それは、僕が小学3年、兄が小学6年の夏休みの時です。
福岡に住んでいた僕たちの所に、東京から叔母といとこが遊びに来ました。
そして、母と兄と僕、叔母といとこの5人で博多の中洲にある映画を見に行くことにしました。
見に行こうとしたのは、少女時代のテータム・オニール主演作「ペーパームーン」。
とても感動的な映画でした。
が・・・しかし。
いざ、中洲の映画館の前に行くと、「ペーパームーン」の隣で、何やら人でごった返している映画がありました。

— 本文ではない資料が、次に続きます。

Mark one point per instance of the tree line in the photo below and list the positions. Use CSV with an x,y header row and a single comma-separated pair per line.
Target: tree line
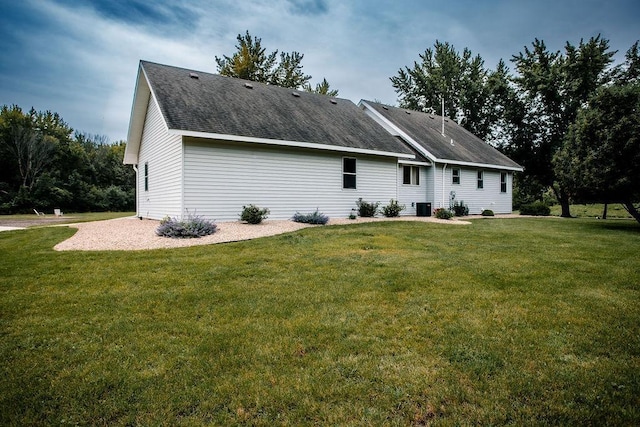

それは、あのブルース・リー主演作「燃えよドラゴン」。
この「燃えよドラゴン」の看板の前で、兄は言いました。
「お母さん、僕こっちが見たい!」。
最初、母は反対しましたが、兄が引かないものであきらめ、結局兄は一人だけ「燃えよドラゴン」を見ることになりました。
そして・・・。
映画が終わった時、僕たち「ペーパームーン」側は「いや~、いい映画だったね~」と目をウルウルさせていました。
ところが兄は・・・。
既に目付きが険しく変わってました。
その日から兄の生活は一変。
大山倍達師匠の「極真空手」に通信生として入門。
家の中には、空手着やヌンチャクやらが散乱。
読むマンガは、梶原一輝の「空手バカ一代」。
翌年、兄が中学校へ上がった時、博多から東京迄の新幹線が開通。
夏休みにこの新幹線に乗って、父と兄と僕で東京へ。
兄が「極真空手」の合宿に参加するため、池袋の本部へ行きました。
その後、兄は「極真空手」から「マーシャル・アーツ(初代タイガーマスクの佐山悟さんがいた所)」へ。
最終的には、「中国拳法」へ行き着き、現在に至っています。
ホント、きっかけは「ペーパームーン」を見ずに「燃えよドラゴン」を見ただけなんですが・・・。
結局、兄も僕もピアノを弾かない兄弟となってしまい、母に寂しい思いをさせてしまいました。